The relevant point to our hypothesis is that glucose is the predominant energy substrate for most cancers (Gullino et al. 1967) with glycolytic rates [metabolism of glucose] 8-200 times higher than normal tissues (Phelps, 2004, Chapter 5) while producing about 10% more ATP than normal cells [very inefficient]  (Koppenol et al. 2011).  Cancer has a large fuel requirement due to its high proliferation rate and large need for antioxidants.  In addition, high glucose consumption is necessary for intermediaries required in biosynthetic pathways:  ribose for nucleotides; glycerol, pyruvate, and citrate for lipids; amino acids and nicotinamide adenine dinucleotide phosphate (NADPH) via pentose phosphate pathway (Dederardinis et al., 2008)

Glycolysis being the exclusive source of energy in cancer is hotly debated and may not be true of all cancers throughout their lifespan; tumors may have varied bio-energetic profiles.  [Pharma’s KOLs (key opinion leaders) do tobacco science and debate the merits of KD; thus they promote drug treatments.]  They may be glycolytic and/or oxidative (Jelluma et al., 2006; Moreno-Sanchez et al., 2007; Martinez-Outschoorn et al., 2011; Jose et al., 2011; Carracedo et al., 2013). For the purpose of this article, we address the majority of neoplasms which the consensus holds are exclusively glycolytic.  We await future research that will elucidate when and in which cancer lines our hypothesize treatment is most applicable. 

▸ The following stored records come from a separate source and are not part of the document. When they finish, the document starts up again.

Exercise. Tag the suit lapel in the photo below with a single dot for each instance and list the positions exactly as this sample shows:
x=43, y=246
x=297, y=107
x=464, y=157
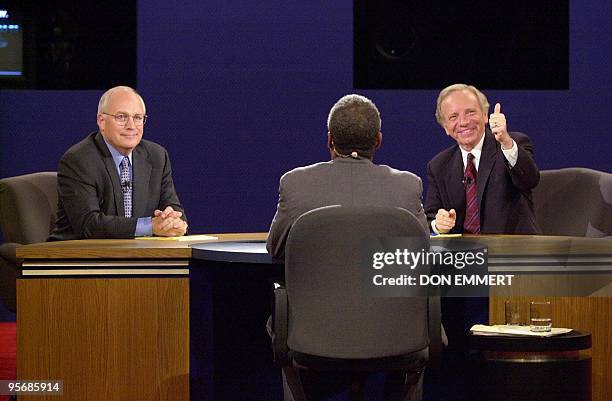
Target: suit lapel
x=487, y=161
x=112, y=172
x=142, y=174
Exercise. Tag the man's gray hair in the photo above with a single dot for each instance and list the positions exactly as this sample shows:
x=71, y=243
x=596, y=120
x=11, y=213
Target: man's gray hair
x=106, y=96
x=482, y=99
x=354, y=124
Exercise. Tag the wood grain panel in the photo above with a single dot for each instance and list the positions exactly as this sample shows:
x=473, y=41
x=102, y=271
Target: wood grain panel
x=108, y=339
x=122, y=249
x=592, y=314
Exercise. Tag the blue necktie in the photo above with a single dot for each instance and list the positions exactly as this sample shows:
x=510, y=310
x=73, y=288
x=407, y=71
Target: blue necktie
x=126, y=186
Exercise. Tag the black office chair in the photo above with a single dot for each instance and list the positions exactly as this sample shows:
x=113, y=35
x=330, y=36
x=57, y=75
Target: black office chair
x=574, y=202
x=324, y=320
x=28, y=207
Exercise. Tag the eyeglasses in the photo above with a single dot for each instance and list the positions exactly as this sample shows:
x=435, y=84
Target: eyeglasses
x=122, y=118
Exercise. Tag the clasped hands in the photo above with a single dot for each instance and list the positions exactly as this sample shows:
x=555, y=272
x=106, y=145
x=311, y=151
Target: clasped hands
x=168, y=223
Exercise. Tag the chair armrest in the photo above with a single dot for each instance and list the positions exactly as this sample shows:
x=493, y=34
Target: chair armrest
x=279, y=327
x=437, y=336
x=8, y=251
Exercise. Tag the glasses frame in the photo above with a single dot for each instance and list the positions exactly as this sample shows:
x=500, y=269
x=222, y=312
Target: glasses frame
x=115, y=116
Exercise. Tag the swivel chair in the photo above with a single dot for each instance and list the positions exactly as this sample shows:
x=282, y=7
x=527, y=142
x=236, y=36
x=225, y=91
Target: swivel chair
x=325, y=320
x=574, y=202
x=28, y=207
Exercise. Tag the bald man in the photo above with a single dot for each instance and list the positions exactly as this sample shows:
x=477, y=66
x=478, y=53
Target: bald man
x=114, y=184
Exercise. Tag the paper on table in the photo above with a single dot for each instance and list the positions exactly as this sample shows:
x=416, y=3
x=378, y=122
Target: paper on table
x=504, y=330
x=182, y=238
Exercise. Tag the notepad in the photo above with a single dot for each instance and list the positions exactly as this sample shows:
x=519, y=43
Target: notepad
x=512, y=331
x=182, y=238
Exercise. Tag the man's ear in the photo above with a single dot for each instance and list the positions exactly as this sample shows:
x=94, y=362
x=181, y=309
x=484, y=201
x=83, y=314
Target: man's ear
x=378, y=143
x=100, y=121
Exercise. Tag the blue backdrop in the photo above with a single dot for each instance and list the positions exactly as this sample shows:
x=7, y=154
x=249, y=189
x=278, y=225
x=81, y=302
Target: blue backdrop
x=239, y=92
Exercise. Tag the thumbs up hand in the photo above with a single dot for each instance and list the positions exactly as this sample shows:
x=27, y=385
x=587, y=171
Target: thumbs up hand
x=497, y=122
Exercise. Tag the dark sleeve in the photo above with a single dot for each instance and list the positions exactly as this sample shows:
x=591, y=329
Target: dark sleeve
x=433, y=201
x=81, y=190
x=168, y=195
x=525, y=173
x=418, y=211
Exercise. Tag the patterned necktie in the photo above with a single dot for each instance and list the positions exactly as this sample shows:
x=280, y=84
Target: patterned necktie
x=471, y=224
x=126, y=186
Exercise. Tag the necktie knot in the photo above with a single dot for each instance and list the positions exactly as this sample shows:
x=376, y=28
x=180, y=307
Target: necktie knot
x=471, y=223
x=126, y=185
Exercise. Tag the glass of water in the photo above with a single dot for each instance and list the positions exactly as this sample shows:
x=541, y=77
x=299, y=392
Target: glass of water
x=540, y=314
x=512, y=311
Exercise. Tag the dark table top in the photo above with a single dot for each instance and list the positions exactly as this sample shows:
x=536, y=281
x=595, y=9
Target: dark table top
x=572, y=341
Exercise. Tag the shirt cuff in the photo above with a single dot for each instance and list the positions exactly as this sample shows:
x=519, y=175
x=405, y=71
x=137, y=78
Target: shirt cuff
x=433, y=227
x=144, y=227
x=511, y=154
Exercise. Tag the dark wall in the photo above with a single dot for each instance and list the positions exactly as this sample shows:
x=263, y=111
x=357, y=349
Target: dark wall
x=239, y=93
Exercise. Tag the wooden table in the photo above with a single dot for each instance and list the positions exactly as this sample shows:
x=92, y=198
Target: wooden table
x=112, y=317
x=108, y=317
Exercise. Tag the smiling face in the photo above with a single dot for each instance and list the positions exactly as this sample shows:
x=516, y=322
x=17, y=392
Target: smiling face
x=463, y=118
x=123, y=137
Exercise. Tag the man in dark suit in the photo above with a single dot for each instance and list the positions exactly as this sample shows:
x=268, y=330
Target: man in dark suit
x=480, y=185
x=349, y=178
x=483, y=183
x=114, y=184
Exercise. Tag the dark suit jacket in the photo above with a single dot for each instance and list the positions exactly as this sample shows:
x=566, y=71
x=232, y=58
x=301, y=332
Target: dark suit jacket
x=90, y=201
x=341, y=182
x=504, y=193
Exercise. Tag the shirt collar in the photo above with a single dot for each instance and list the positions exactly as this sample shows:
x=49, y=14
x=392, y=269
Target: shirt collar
x=117, y=157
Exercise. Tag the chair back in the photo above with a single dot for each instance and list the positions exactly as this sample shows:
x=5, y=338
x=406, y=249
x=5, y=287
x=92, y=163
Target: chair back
x=330, y=313
x=28, y=207
x=574, y=202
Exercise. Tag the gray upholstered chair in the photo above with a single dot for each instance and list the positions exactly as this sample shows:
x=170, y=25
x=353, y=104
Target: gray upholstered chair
x=324, y=319
x=28, y=206
x=575, y=202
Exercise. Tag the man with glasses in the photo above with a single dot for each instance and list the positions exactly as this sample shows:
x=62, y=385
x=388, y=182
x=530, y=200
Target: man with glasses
x=114, y=184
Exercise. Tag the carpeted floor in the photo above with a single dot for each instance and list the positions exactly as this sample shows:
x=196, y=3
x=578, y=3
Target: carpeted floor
x=8, y=353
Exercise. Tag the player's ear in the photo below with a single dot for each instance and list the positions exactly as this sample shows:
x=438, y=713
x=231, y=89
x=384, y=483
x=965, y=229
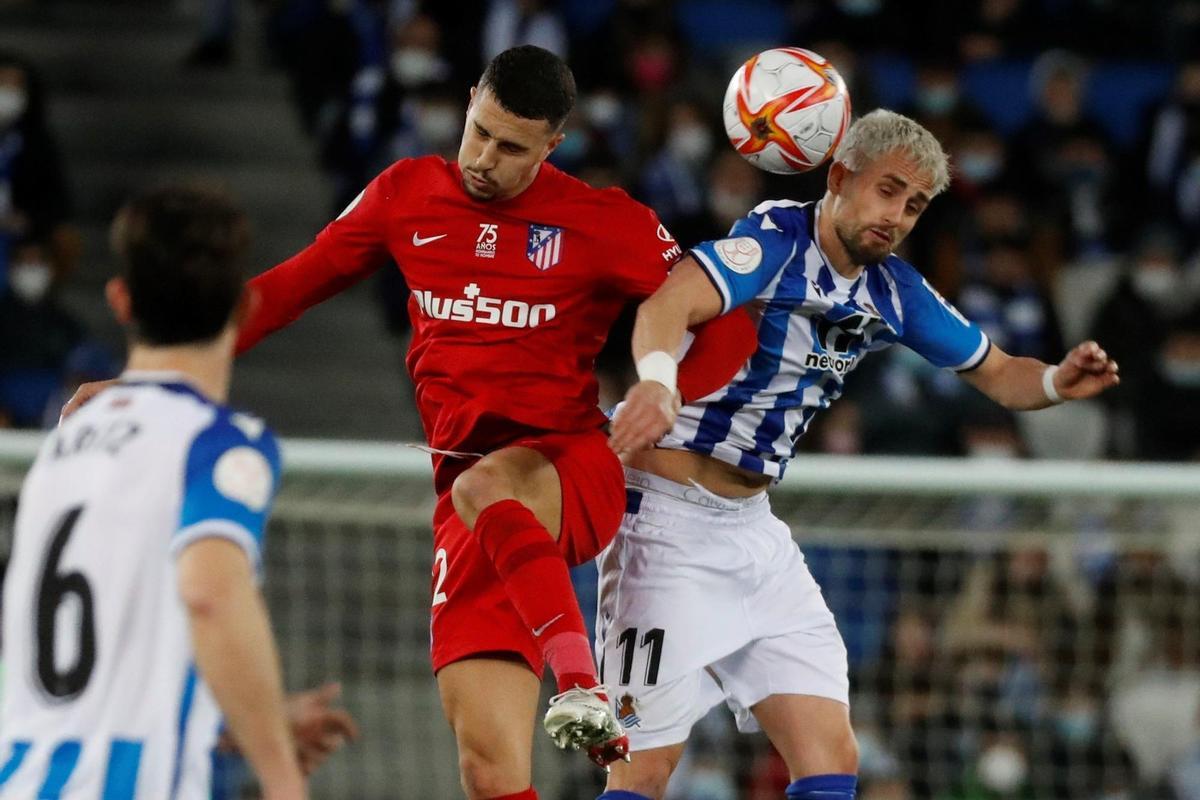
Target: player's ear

Thus cancer should be particularly vulnerable to glucose/glycolytic substrate deprivation.  Starving cancer from glucose is not a novel idea; proposals to treat cancer via serum hypoglycemia date back to an editorial in the New York Times (1887) and are abundant in the recent literature (Woolf and Scheck, 2014; Simone et al., 2013; Fine et al., 2012, 2008; Seyfried et al., 2008; Mavropoulos et al., 2006; Kim et al., 1978).   Another idea would be to inhibit glycolysis (e.g. Ganapathy-Kanniappan et al., 2010) but this is not the strategy we propose due to its more universal cytotoxicity [major side effects]. 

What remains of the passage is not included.